Another unseen part of what I do, is throwing things away.


 

Not bad ideas.

Good ones.


 

Sometimes I write music that does its job, hits its marks, and would probably pass without comment — but still, just doesn’t feel right to me. That’s a hard thing to explain unless you’ve lived with it. There are times (granted, when there IS time) I have made the choice to actually delete something that “works”, so something better has room to appear.


 

When I write now, versus even just a few years ago, there is a lot more restraint involved. Knowing when not to solve a moment. When silence is more honest than another layer. When the emotion is already there and doesn’t need help.


 

That judgment doesn’t come from inspiration. It comes from the time of living with "it", breathing “it” in and out. Waiting, and listening.


 

I remember a cue a few years ago that I kept revising. Each version was cleaner, more polished, more impressive. And each one was further away from what the scene actually needed. When I finally stripped it back to almost nothing, the scene clicked instantly. Nothing new was added — most of it was removed.


 

That part doesn’t show up on a cue sheet.


 

From the outside, it may look like the work happens quickly, and sometimes it does. But, I feel speed is often the result of this quiet, unseen labor — learning when to act and when to wait.


 

This is the part of composing no one really talks about. Not because it’s secret, but because it’s hard to quantify. There’s no metric for taste. No credit for restraint.


 

For me? It’s where the work actually happens.


 

And it’s the part I trust the most.


 

- What I’m Paying Attention To Lately - 

 

- Blog #2 -

 

Lately, I’ve been paying attention to the difference between what’s actually changing, and what only feels like it is.


Some of that comes from my own habits. It’s easy to feel behind if you’re not careful — the conversation shifts fast, and speed is often framed as progress. Even with experience, that pressure has a way of creeping in.


And yes, the tools really are changing. Faster workflows. New expectations. New ways of making things that didn’t exist very long ago. It would be strange not to notice that.


But when I look at my own work — especially once it’s out in the world — a different picture shows up.


Taste still takes time to develop.

Judgment still comes from experience.

And knowing what not to do is often what allows something to come together quickly.


What’s changed is the surface: the interfaces, the shortcuts, the volume.

What hasn’t changed is the quiet part — the part where something either holds up under pressure or it doesn’t.


I notice this most when I’m making fast decisions I’ve learned to trust.
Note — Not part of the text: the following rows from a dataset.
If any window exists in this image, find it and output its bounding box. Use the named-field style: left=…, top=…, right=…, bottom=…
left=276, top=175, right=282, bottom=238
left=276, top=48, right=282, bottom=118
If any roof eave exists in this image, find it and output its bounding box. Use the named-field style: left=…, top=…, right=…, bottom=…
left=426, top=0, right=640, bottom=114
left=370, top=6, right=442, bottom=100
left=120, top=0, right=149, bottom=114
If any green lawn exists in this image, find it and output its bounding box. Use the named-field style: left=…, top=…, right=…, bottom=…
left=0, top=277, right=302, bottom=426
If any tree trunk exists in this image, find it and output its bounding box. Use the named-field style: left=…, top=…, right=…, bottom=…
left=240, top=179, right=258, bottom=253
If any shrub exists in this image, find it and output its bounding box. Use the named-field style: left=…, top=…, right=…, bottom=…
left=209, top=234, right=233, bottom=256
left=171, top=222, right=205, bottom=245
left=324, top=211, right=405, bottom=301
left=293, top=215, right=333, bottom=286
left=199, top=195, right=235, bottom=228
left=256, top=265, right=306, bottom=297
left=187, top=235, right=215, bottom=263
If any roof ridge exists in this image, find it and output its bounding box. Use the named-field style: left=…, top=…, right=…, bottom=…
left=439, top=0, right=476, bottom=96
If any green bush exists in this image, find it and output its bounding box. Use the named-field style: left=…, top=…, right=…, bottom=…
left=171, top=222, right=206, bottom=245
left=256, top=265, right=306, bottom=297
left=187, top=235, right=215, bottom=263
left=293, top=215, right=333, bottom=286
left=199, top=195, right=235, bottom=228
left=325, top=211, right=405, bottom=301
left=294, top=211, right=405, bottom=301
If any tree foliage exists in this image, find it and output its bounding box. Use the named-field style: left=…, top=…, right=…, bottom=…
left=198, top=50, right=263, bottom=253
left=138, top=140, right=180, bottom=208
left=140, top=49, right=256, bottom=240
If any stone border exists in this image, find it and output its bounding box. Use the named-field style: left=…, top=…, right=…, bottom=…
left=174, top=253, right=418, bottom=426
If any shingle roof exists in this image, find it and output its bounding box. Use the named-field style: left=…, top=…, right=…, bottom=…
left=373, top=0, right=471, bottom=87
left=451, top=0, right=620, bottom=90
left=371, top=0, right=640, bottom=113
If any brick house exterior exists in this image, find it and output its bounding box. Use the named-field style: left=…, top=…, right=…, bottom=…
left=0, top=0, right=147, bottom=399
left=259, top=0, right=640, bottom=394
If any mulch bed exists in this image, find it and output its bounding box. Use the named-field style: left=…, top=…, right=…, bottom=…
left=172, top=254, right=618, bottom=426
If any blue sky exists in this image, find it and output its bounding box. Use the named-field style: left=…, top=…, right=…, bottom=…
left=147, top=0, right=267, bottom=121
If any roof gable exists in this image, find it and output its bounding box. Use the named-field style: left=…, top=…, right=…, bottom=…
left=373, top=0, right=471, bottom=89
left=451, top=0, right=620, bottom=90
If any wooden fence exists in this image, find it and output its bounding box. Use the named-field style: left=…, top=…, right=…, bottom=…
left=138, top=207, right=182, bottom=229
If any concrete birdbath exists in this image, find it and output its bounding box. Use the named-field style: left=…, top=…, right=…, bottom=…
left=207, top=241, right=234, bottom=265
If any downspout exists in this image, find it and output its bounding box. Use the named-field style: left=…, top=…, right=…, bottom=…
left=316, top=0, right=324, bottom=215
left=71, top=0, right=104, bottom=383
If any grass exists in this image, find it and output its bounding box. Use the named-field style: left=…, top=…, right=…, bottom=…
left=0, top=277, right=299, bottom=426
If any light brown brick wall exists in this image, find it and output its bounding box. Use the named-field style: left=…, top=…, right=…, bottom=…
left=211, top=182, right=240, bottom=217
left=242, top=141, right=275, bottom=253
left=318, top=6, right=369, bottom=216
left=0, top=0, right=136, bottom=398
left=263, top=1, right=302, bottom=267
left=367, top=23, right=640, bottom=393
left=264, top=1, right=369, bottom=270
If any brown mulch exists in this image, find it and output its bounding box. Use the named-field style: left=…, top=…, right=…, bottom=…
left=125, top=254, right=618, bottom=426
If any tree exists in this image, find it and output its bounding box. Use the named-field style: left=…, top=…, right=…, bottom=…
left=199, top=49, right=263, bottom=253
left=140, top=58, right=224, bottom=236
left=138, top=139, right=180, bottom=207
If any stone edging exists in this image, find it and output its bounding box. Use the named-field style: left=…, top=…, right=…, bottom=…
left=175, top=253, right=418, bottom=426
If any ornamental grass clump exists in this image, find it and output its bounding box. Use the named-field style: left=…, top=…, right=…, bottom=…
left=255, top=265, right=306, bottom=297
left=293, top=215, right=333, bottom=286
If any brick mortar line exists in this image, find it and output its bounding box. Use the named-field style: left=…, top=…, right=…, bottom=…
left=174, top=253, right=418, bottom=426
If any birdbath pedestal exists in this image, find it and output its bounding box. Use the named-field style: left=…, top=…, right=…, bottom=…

Or when a cue, or piece lands not because it’s busy, but because it’s restrained. Those moments don’t come from hesitation — they come from clarity.


I don’t have a grand thesis here. Just a few observations I keep returning to as the pace accelerates.


The fundamentals don’t announce themselves when they’re still working.

They make speed possible.


That’s what I’ve been paying attention to.


 


 

Why I'm Writing This 

 

- Blog #1 -

 

For most of my career, I didn't feel the need to explain what I do. The work spoke for itself, or at least that's what I believed. I composed, delivered, revised, delivered again and moved on to the next project. The conversations happened privately - in spotting sessions, late night phone calls, and quiet moments where a director would eventually say, "Yes, that's it".

Lately, I've felt a pull to make some of these conversations public.

Not because the industry is collapsing. Not because technology is advancing. Not because everyone suddenly needs a blog.

But, because the things that actually matter in composing are rarely talked about, and I believe they matter more now than ever.

 

-Going Forward-

 

I'll write here occasionally. No set schedule. No content treadmill.

Some of the topics I will include

  • How I interpret emotional notes
  • Why “simple” is often harder than complex
  • The role of trust in creative collaboration
  • What experience teaches you that tutorials don't

If any of this resonates, I'm glad you're here.